O IMPÉRIO JAPONÊS E AS “MULHERES DE CONFORTO”

O IMPÉRIO JAPONÊS E AS “MULHERES DE CONFORTO”

Estátua que representa as vítimas sexuais do Exército Imperial Japonês na frente da Embaixada do Japão, em Seoul, na Coreia do Sul (Foto: News1/Reuters).

“Mulheres de conforto” foi a denominação dada às mulheres de diversos países asiáticos sob o jugo colonial japonês durante a Segunda Guerra Mundial, obrigadas a se prostituírem em bordéis a fim de propiciar mais conforto e descontração aos combatentes do Exército Imperial Japonês. Esse tópico, que foi largamente ignorado por décadas, deixou severas heranças sociais às vítimas, além de questões diplomáticas, especialmente entre o Japão e a Coreia do Sul.

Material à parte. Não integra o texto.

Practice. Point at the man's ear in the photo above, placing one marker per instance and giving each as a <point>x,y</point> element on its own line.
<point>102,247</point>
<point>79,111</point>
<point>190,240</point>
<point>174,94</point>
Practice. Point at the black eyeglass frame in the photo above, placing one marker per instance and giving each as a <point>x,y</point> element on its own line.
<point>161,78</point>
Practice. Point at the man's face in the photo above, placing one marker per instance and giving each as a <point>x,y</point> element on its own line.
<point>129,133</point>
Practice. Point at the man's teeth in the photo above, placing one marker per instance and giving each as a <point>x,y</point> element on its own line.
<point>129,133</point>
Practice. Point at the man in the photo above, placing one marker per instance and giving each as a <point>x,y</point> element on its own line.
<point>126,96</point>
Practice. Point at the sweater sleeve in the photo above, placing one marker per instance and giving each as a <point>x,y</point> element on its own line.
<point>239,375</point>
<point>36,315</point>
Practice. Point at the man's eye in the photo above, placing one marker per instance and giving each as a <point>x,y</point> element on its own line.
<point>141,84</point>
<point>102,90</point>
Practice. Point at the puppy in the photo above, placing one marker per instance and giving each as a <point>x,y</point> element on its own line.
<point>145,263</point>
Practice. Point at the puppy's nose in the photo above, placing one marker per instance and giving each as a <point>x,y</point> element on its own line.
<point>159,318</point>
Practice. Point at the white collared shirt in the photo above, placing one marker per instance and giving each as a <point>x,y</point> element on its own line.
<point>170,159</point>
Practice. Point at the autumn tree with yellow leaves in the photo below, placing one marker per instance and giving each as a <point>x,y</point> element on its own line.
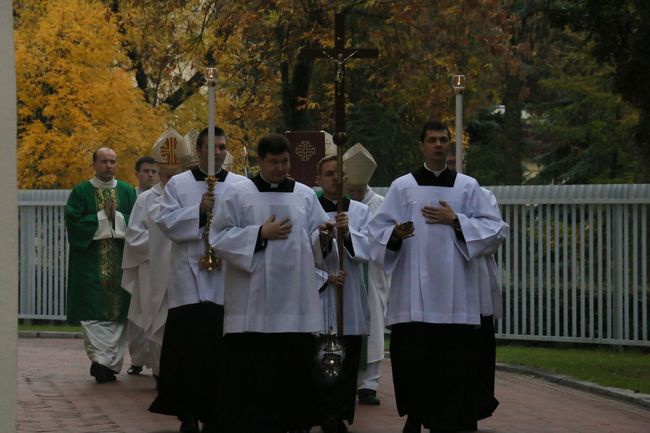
<point>74,96</point>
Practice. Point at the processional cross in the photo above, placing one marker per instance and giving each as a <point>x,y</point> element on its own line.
<point>340,56</point>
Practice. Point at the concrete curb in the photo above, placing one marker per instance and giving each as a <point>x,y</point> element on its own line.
<point>629,396</point>
<point>49,334</point>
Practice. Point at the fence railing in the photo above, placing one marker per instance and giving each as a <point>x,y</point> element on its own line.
<point>575,267</point>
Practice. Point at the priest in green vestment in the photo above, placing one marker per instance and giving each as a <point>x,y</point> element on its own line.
<point>96,214</point>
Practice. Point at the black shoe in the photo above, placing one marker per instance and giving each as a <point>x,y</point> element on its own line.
<point>330,425</point>
<point>210,427</point>
<point>101,373</point>
<point>134,369</point>
<point>189,425</point>
<point>412,425</point>
<point>368,397</point>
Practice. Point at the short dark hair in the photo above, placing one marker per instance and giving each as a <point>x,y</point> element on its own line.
<point>143,160</point>
<point>218,132</point>
<point>272,144</point>
<point>434,125</point>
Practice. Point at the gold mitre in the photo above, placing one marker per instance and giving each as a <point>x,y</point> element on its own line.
<point>228,160</point>
<point>172,149</point>
<point>330,147</point>
<point>358,165</point>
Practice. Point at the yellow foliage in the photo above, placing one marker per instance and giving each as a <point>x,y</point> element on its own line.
<point>74,97</point>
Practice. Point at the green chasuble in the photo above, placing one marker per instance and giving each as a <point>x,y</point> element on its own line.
<point>95,267</point>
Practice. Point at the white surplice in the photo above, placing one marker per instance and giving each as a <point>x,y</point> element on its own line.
<point>274,289</point>
<point>356,316</point>
<point>489,283</point>
<point>378,284</point>
<point>433,277</point>
<point>145,265</point>
<point>178,218</point>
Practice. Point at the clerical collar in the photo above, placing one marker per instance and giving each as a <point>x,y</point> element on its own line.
<point>200,175</point>
<point>263,185</point>
<point>330,205</point>
<point>436,172</point>
<point>98,183</point>
<point>425,177</point>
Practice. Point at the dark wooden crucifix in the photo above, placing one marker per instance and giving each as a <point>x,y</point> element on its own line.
<point>340,56</point>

Dessa forma, como devemos julgar casos de violência sexual como crimes de guerra, e principalmente, como devemos lidar e dar um suporte efetivo às suas vítimas?

Quem foram as mulheres de conforto?

“Mulheres de conforto” foi o termo designado para descrever mulheres de países asiáticos como Filipinas, Tailândia, Taiwan, Indonésia, China e, principalmente, a Coreia, que foram obrigadas a se prostituírem em bordéis japoneses no contexto da II Guerra Mundial, mais especificamente na Guerra Pacífico-Asiática, em um esquema organizado e deliberado pelo Governo Japonês. George Hicks descreve no capítulo Mars and Venus, dentro do seu livro The Comfort Women (1997), um pouco sobre a relação entre a mulher, simbolizada pela deusa romana do amor Vênus, e a guerra, simbolizada pelo deus romano Marte, personificação da guerra sangrenta.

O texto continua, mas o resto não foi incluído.